Doing anything in The Heat requires planning; trips out and routine errands are planned according to the shortest amount of exposure to the middle of the day and direct sunlight. We only wear sarongs and swimming costumes in the house with a loose shirt to hand for modesty and manners if someone calls.If we don’t have to go out we don’t go out, if we have to go we wear the lightest linen and cotton and choose floaty and covered up over skimpy and tight. We do our chores before 9am at the latest and for a couple of the hottest weeks other than hourly dips in the pool we’ll spend a lot of time inside and emerge at sunset like troglodytes.
Fortunately I have a stone house, and the downstairs is basically underground and so it’s a good ten degrees cooler than the outside and stays comfortable with just a ceiling fan. The tiled floors are cool too and an insulated roof stops the place heating up like an oven like a standard Turkish house.Whilst the dogs stay in the shade, littering the living room floor with their breath condensing on the cool tiles, Evils the cat loves The Heat, but then cats are solar powered and Evils requires a good ten hours a day of basking to keep his batteries topped up. By day he stretches and rolls languorously in direct sunlight in the courtyard on paving stones too hot to walk on in bare feet and at night he adventures far and wide across the village, sussing out the competition and making hostile takeover bids on the territory of less arrogant felines.

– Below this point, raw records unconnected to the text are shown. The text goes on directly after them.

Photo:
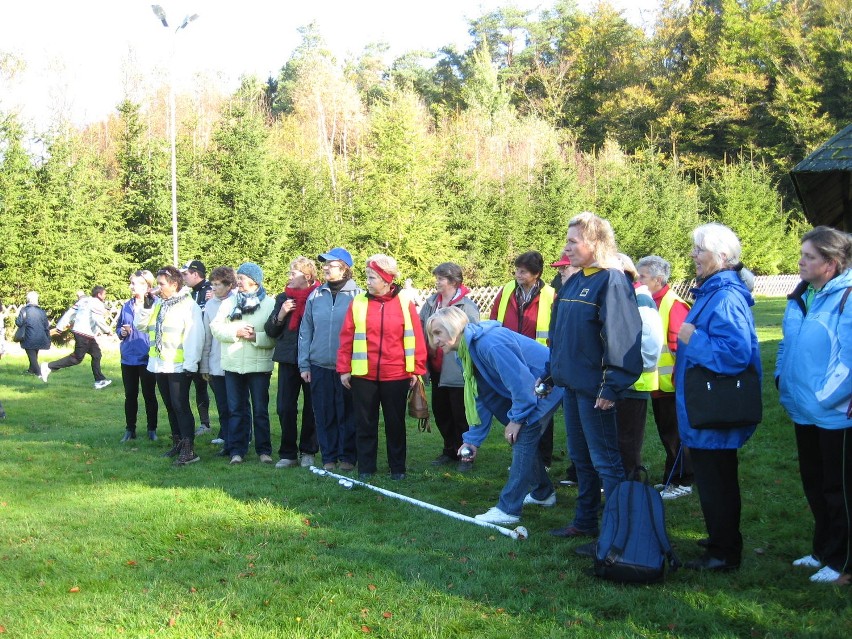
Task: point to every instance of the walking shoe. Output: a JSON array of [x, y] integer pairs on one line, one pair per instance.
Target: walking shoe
[[187, 453], [826, 575], [547, 502], [573, 531], [808, 561], [676, 492], [175, 449], [496, 516]]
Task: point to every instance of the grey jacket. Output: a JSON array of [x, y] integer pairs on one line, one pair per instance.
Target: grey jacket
[[450, 373], [319, 333]]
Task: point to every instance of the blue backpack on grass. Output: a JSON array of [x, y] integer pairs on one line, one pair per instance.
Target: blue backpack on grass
[[633, 546]]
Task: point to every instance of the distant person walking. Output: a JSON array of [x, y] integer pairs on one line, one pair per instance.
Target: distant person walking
[[36, 332], [87, 319]]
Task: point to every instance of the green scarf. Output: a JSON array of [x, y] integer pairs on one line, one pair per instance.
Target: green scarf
[[470, 388]]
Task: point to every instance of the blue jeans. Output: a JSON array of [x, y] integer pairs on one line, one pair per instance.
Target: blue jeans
[[593, 446], [527, 473], [334, 416], [248, 402]]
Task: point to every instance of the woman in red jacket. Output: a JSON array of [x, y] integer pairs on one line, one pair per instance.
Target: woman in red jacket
[[381, 352]]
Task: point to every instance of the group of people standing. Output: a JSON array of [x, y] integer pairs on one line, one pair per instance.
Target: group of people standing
[[600, 341]]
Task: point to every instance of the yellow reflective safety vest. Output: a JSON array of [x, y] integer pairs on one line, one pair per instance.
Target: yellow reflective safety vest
[[665, 365], [172, 339], [359, 342], [545, 305]]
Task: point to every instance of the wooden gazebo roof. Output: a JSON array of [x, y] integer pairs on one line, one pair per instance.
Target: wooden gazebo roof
[[823, 182]]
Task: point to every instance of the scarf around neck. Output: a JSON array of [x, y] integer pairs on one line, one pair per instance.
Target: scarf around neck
[[300, 296], [471, 389]]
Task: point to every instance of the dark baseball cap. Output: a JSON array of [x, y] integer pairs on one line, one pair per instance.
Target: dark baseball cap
[[337, 253], [195, 265]]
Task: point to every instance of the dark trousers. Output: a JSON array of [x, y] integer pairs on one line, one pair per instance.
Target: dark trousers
[[290, 384], [665, 415], [630, 417], [83, 345], [717, 478], [367, 397], [133, 377], [332, 404], [202, 398], [220, 393], [174, 389], [825, 463], [449, 415], [248, 403], [32, 355]]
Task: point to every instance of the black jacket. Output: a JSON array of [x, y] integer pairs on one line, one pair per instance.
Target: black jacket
[[38, 328]]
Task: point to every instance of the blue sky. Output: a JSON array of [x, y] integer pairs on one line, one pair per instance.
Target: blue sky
[[79, 54]]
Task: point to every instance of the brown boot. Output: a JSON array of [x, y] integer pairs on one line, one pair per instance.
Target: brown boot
[[175, 449], [187, 453]]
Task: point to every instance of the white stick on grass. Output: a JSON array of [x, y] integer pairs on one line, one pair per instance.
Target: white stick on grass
[[347, 482]]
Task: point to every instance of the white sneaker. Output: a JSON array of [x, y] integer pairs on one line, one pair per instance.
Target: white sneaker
[[808, 561], [547, 502], [826, 575], [497, 516], [676, 492]]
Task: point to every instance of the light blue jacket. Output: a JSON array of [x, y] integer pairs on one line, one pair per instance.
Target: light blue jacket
[[815, 356], [507, 365], [725, 342]]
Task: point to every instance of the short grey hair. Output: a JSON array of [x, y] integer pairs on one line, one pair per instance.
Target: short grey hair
[[657, 267], [451, 318], [720, 241]]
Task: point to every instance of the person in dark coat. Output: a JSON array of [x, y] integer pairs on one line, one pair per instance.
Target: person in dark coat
[[37, 332], [283, 325]]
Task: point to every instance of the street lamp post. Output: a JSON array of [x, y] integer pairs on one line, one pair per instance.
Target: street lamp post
[[161, 16]]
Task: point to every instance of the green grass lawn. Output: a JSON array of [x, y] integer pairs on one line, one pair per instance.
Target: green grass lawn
[[103, 539]]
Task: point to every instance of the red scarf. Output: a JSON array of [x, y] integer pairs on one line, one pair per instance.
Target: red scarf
[[300, 295]]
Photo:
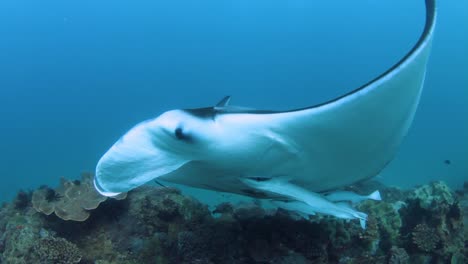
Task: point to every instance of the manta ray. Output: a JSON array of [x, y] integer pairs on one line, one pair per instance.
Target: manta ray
[[294, 155]]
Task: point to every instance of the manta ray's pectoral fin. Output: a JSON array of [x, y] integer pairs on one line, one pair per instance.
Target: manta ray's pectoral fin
[[224, 102]]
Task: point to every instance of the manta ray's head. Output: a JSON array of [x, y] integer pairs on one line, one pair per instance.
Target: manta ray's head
[[151, 149]]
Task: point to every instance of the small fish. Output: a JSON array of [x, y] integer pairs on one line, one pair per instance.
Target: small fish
[[316, 202], [354, 198]]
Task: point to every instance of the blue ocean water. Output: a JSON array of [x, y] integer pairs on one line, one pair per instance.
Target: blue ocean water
[[75, 75]]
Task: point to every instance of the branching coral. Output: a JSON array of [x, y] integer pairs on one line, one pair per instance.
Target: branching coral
[[72, 200], [57, 250], [398, 256], [425, 237]]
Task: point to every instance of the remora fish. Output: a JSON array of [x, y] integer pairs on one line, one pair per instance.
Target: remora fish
[[319, 148], [354, 198], [315, 202]]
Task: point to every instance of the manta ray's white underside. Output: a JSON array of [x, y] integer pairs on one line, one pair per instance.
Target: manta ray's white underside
[[318, 148]]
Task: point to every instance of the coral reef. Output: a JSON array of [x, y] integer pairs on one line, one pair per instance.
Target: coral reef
[[56, 250], [72, 200], [161, 225], [425, 237]]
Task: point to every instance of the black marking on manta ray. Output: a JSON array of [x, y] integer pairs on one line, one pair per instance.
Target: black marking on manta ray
[[254, 193], [210, 112]]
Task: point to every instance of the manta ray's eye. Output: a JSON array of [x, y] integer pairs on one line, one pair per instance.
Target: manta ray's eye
[[179, 133]]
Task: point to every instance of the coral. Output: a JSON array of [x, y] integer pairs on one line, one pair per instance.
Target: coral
[[161, 225], [425, 237], [72, 200], [383, 225], [434, 196], [433, 214], [57, 250], [22, 200], [398, 256]]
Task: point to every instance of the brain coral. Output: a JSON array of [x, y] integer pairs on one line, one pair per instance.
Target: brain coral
[[72, 200]]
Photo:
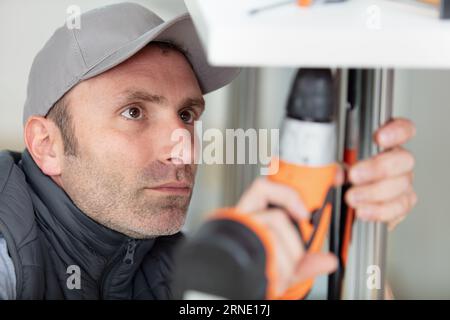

Its lunchtime now and The Heat owns the village, the sky is a bleached out faded blue, white around the edges, even the constant trill of the crickets has ceased and the house sparrows have taken to their nests deep in the cool shade of the walls. If I step outside The Heat settles over me, rippling down over my shoulders like a thick cloak and rising up through the soles of my feet from the griddle heat of the paving. Turkey might not do siestas but I do and so after lunch I’m taking to my bed, and I’ll drowse through the height of The Heat and wake up for the sunset, they’ve been amazing lately.